The company has launched bicalutamide tablets USP in the 50-mg strength. The tablets are a generic version of AstraZeneca’s Casodex.
Casodex had global sales of $1.26 billion in 2008, according to AstraZeneca financial data.
In other news, Teva announced Tuesday that it had agreed with Johnson & Johnson division Ortho McNeil Janssen to cease shipments of generic versions of Ortho Tri-Cyclen Lo (norgestimate and ethinyl estradiol) until a patent infringement case concerning the drug begins on July 15.
CVS Caremark renews distribution agreements
SAN FRANCISCO McKesson has renewed its distribution agreement to supply CVS Caremark with branded and generic drugs, the company announced on Monday.
“CVS Caremark’s decision to renew its agreement with McKesson is reflective of the trusted relationship between our two companies and the value McKesson has delivered to CVS Caremark over the years,” stated Paul Julian, EVP, group president for McKesson. “McKesson’s comprehensive supply chain solutions help CVS Caremark ensure the highest levels of product availability and product integrity, empowering CVS Caremark to provide outstanding pharmaceutical care and further strengthen its competitive position.”
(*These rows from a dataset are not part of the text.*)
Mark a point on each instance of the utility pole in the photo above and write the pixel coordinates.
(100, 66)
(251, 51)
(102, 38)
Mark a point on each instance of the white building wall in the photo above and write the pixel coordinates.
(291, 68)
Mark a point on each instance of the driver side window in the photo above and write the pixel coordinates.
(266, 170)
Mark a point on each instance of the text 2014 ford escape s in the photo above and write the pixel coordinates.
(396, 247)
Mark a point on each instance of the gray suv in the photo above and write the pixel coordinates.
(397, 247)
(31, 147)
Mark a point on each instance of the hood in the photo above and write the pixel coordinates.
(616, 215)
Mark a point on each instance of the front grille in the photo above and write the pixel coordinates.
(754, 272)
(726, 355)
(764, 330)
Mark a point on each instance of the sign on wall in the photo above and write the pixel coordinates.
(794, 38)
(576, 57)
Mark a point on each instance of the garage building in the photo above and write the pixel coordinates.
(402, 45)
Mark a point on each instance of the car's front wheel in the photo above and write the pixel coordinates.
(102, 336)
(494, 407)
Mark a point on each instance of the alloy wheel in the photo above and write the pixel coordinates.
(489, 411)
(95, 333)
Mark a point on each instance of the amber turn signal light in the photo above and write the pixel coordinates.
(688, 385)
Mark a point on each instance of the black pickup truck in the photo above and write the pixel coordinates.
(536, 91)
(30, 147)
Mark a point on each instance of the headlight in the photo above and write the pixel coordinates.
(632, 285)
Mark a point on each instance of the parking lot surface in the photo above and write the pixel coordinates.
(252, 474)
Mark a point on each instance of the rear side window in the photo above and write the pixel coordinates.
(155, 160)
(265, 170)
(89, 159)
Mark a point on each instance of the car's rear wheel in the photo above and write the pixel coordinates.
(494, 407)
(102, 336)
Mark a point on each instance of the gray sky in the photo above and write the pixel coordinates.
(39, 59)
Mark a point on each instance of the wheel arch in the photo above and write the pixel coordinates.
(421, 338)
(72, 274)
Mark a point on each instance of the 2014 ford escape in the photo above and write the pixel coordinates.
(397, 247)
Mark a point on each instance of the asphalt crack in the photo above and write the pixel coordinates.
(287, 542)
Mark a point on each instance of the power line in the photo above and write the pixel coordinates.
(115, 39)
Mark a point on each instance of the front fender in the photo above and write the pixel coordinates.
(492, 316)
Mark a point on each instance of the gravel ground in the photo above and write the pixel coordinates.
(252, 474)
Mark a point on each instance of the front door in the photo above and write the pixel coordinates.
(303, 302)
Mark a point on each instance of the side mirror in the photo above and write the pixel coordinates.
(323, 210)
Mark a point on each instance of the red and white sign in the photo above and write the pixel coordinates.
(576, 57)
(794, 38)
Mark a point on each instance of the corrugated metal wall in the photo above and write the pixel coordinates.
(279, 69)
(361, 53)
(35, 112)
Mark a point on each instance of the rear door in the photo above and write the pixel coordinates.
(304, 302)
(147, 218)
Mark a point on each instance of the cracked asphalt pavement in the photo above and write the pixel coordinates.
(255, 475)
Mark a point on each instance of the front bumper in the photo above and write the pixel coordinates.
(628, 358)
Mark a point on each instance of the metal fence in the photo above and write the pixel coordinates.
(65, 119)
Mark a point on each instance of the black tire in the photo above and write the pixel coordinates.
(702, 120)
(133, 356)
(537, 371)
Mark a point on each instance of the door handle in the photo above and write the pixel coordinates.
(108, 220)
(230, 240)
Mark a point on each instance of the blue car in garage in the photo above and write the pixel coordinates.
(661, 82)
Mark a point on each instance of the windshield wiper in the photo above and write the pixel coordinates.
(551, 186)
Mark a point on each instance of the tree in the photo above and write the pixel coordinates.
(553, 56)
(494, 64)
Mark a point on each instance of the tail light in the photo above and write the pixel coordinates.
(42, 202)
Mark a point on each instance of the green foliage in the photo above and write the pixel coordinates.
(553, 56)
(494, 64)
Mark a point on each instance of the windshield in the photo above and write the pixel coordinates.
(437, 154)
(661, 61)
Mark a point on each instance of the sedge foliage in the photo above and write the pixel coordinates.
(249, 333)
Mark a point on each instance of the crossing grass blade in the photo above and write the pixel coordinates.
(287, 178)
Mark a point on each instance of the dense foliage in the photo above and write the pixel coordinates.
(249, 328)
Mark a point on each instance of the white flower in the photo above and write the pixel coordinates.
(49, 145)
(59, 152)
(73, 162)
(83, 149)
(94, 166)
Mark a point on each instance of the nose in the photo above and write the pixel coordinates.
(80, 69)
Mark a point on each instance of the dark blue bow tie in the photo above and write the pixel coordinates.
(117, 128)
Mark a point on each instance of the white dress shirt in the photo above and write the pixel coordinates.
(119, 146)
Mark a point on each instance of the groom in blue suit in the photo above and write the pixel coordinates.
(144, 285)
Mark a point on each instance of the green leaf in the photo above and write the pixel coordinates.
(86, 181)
In related news, the retail giant also announced that it has renewed its distribution agreement with Cardinal Health. CVS Caremark said Cardinal Health will supply pharmaceuticals to its national network of retail pharmacies through mid-2013.
“We have a long-standing partnership with CVS Caremark, and we are proud to continue this important relationship,” said George Barrett, vice chairman of Cardinal Health and CEO of the Healthcare Supply Chain Services segment. “The footprint of the agreement is expected to be fundamentally the same as our existing relationship.”
Additional terms of the agreement were not disclosed.
FDA rejects application of pain-relief drug
PALATINE, Ill. The Food and Drug Administration has rejected an approval application for a pain-relief drug.
Acura Pharmaceuticals and King Pharmaceuticals announced that the FDA had issued a letter turning down their application for Acurox (oxycodone HC1, USP and niacin, USP), an immediate-release drug designed to relieve moderate to severe pain.
The companies said the letter expressed concerns about the potential abuse deterrent benefits of the drug. One of the drug’s ingredients, oxycodone, is a opiate-derived controlled substance popular with drug abusers.